Month after announcing that two promising vaccine candidates provided mice with complete protection against the Zika virus, a research team at Harvard Medical School and Beth Israel Deaconess Medical Center, in collaboration with scientists at Walter Reed Army Institute of Research and the University of São Paulo, now reports achieving complete protection against Zika virus in rhesus monkeys.
The findings are published online in the journal Science.
This week, Florida officials confirmed that 14 people contracted the Zika virus in Miami-Dade and Broward counties, the first known mosquito-borne transmission in the continental United States.
The Centers for Disease Control and Prevention advised pregnant women to avoid these areas, which is the first time in its history that the CDC has recommended avoiding travel to regions within the continental United States.
Because Zika infection in pregnant women has been shown to lead to fetal microcephaly and other major birth defects, developing a safe vaccine is an urgent global health priority.
“Three vaccines provided complete protection against Zika virus in nonhuman primates, which is the best animal model prior to starting clinical trials,” said senior author Dan H. Barouch, HMS professor of medicine at Beth Israel Deaconess, steering committee member at the Ragon Institute of MGH, MIT and Harvard, and director of the Center for Virology and Vaccine Research at Beth Israel Deaconess.

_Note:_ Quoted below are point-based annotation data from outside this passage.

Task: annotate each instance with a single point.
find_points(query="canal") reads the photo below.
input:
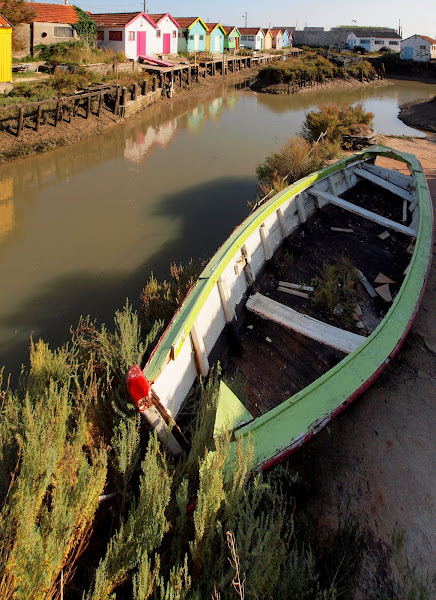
(82, 227)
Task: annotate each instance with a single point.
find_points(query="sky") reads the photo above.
(419, 17)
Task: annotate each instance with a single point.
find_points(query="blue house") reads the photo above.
(192, 34)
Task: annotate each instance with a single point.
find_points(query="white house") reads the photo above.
(131, 33)
(374, 39)
(419, 48)
(252, 37)
(166, 34)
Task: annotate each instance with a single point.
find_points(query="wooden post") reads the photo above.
(58, 105)
(38, 117)
(124, 96)
(117, 101)
(20, 120)
(100, 100)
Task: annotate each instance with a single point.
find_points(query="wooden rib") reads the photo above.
(201, 360)
(223, 290)
(384, 184)
(345, 341)
(407, 182)
(268, 253)
(282, 223)
(362, 212)
(300, 208)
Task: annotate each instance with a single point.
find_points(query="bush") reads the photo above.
(337, 121)
(295, 159)
(359, 50)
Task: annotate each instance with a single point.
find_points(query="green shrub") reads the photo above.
(336, 121)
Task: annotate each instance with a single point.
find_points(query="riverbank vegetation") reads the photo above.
(313, 67)
(93, 507)
(322, 136)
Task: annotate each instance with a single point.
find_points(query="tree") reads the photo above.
(17, 12)
(86, 27)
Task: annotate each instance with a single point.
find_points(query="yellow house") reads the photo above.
(5, 50)
(268, 39)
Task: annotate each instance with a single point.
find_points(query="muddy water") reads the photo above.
(82, 227)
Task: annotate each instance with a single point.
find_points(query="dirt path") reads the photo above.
(378, 459)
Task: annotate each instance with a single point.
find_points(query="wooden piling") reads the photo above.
(20, 120)
(38, 117)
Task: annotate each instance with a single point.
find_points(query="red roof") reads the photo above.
(427, 39)
(4, 22)
(186, 21)
(54, 13)
(249, 30)
(229, 28)
(118, 19)
(157, 18)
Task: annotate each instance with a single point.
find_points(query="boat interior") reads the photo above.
(285, 340)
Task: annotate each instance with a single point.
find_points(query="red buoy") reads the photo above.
(138, 387)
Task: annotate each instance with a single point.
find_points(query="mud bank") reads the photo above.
(285, 88)
(377, 461)
(50, 137)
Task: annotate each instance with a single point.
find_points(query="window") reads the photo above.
(115, 36)
(63, 32)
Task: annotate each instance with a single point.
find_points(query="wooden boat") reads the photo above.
(299, 370)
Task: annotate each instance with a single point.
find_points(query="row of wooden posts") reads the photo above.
(117, 96)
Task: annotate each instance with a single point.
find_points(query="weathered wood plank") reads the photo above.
(406, 182)
(366, 214)
(266, 308)
(398, 191)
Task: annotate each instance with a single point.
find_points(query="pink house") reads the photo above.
(137, 34)
(166, 34)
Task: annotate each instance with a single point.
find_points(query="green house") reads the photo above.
(192, 34)
(232, 38)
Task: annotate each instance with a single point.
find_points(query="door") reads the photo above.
(141, 49)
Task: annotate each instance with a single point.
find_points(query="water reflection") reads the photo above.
(82, 227)
(7, 213)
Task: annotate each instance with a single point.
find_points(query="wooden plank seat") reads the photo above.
(342, 340)
(395, 189)
(363, 212)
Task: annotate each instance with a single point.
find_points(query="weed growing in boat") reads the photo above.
(335, 290)
(294, 160)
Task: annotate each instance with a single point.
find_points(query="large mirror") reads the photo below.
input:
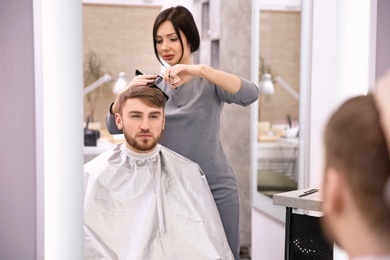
(280, 66)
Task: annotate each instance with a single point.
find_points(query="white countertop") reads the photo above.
(291, 199)
(102, 145)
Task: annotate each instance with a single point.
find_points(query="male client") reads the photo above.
(144, 201)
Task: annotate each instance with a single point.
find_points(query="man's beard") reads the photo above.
(143, 145)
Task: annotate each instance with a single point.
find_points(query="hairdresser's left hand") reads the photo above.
(179, 74)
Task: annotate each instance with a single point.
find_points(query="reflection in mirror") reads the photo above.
(280, 54)
(278, 115)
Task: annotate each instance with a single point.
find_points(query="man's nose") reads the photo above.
(165, 45)
(145, 124)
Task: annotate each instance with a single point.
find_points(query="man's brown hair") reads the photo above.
(355, 146)
(149, 95)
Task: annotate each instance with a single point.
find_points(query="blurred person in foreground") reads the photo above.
(144, 201)
(357, 167)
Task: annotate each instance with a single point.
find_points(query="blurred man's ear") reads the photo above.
(118, 121)
(333, 192)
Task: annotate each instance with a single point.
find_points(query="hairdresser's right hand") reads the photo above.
(140, 80)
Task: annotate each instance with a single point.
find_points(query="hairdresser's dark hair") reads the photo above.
(149, 95)
(182, 20)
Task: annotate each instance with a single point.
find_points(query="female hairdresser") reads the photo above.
(197, 94)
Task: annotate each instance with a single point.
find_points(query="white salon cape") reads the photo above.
(150, 206)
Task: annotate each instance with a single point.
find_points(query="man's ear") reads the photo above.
(118, 121)
(333, 193)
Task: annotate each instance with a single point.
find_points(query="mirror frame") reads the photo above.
(258, 200)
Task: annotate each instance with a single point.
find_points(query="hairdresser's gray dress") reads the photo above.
(192, 130)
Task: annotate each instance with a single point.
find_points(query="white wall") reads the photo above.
(17, 132)
(41, 135)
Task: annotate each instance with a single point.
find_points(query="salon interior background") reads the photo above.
(21, 157)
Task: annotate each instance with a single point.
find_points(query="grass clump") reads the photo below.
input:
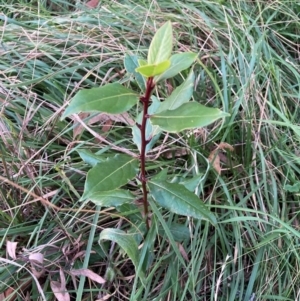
(249, 58)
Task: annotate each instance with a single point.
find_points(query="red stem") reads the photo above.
(145, 99)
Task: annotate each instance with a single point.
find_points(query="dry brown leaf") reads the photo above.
(214, 160)
(60, 293)
(183, 252)
(224, 145)
(88, 273)
(36, 262)
(11, 249)
(92, 3)
(102, 118)
(59, 288)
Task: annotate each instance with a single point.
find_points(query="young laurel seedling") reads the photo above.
(176, 113)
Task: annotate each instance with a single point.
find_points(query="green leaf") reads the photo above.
(179, 62)
(161, 45)
(180, 95)
(179, 232)
(89, 157)
(152, 70)
(292, 188)
(188, 116)
(142, 62)
(112, 198)
(193, 183)
(109, 175)
(179, 200)
(124, 240)
(131, 62)
(111, 98)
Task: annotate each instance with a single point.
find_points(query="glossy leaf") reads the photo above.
(109, 175)
(179, 62)
(161, 45)
(188, 116)
(142, 62)
(152, 70)
(180, 95)
(179, 200)
(124, 240)
(131, 62)
(111, 98)
(112, 198)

“The consistent and robust protection against Zika virus in both rodents and primates fuels our optimism about the development of a safe and effective Zika vaccine for humans,” he said.
Vaccines work by stimulating the immune system to develop defenses against the virus. The researchers tested three means of producing Zika immunity in rhesus monkeys: a purified inactivated virus vaccine developed by Army researchers at Walter Reed, a plasmid DNA vaccine and an adenovirus vector-based vaccine produced at Beth Israel Deaconess. All three platforms proved strikingly effective, and no adverse effects were observed.
To test the purified inactivated virus vaccine, scientists immunized eight rhesus monkeys with inactivated Zika virus and eight monkeys with a sham vaccine. Within two weeks, the immune systems of the animals given the Zika vaccine produced antibodies against the virus.
After a booster shot at four weeks, their antibody levels increased substantially. When these animals were exposed to two strains of infectious Zika virus from Brazil and Puerto Rico, they showed complete protection against the virus, with no detectable Zika virus in blood or other body secretions.
In a second experiment, 12 rhesus monkeys were immunized with either a DNA vaccine or an adenovirus vector-based vaccine. These types of vaccines introduce only a fragment of Zika virus DNA coding for the virus’ outer coat into the body.
These vaccines led the immune system to develop antibodies. In this study, both vaccines produced Zika-specific antibodies in all primates tested, with the adenovirus vector-based vaccine provoking a broader and more potent antibody response.
When the primates were exposed to the Brazilian strain of Zika virus, both vaccines provided complete protection. These data suggest that clinical trials for these vaccine candidates should proceed as quickly as possible.